[Asterisk-code-review] chan sip: Address runaway when realtime peers subscribe to ... (asterisk[13])

George Joseph asteriskteam at digium.com
Wed Sep 21 18:46:51 CDT 2016


George Joseph has uploaded a new change for review.

  https://gerrit.asterisk.org/3962

Change subject: chan_sip:  Address runaway when realtime peers subscribe to mailboxes
......................................................................

chan_sip:  Address runaway when realtime peers subscribe to mailboxes

Users upgrading from asterisk 13.5 to a later version and who use
realtime with peers that have mailboxes were experiencing runaway
situations that manifested as a continuous stream of taskprocessor
congestion errors, memory leaks and an unresponsive chan_sip.

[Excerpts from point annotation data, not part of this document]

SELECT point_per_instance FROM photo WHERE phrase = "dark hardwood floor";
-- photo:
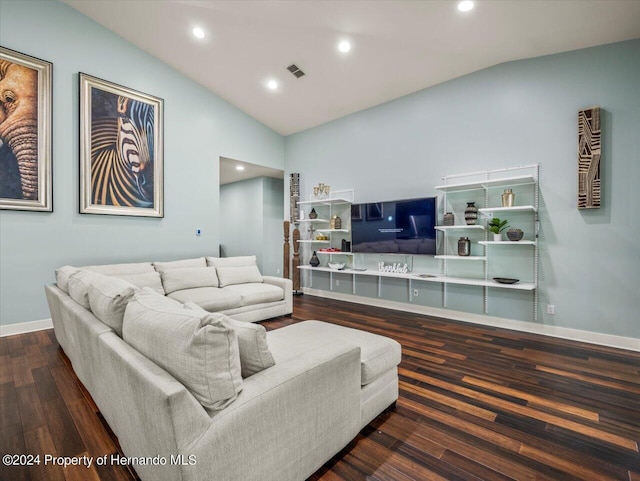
(476, 403)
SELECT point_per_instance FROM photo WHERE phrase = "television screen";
(395, 227)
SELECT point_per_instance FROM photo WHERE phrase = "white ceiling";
(399, 46)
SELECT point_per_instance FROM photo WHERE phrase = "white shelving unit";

A related issue was that setting rtpcachefriends=no NEVER worked in
asterisk 13 (since the move to stasis).  In 13.5 and earlier, when a
peer tried to register, all of the stasis threads would block and
chan_sip would again become unresponsive.  After 13.5, the runaway
would happen.

There were a number of causes...
* mwi_event_cb was (indirectly) calling build_peer even though calls to
  mwi_event_cb are often caused by build_peer.
* In an effort to prevent chan_sip from being unloaded while messages
  were still in flight, destroy_mailboxes was calling
  stasis_unsubscribe_and_join but in some cases waited forever for the
  final message.
* add_peer_mailboxes wasn't properly marking the existing mailboxes
  on a peer as "keep" so build_peer would always delete them all.
* add_peer_mwi_subs was unsubscribing existing mailbox subscriptions
  then just creating them again.

All of this was causing a flood of subscribes and unsubscribes on
multiple threads all for the same peer and mailbox.

Fixes...
* add_peer_mailboxes now marks mailboxes correctly and build_peer only
  deletes the ones that really are no longer needed by the peer.
* add_peer_mwi_subs now only adds subscriptions marked as "new" instead
  of unsubscribing and resubscribing everything.  It also adds the peer
  object's address to the mailbox instead of its name to the subscription
  userdata so mwi_event_cb doesn't have to call build_peer.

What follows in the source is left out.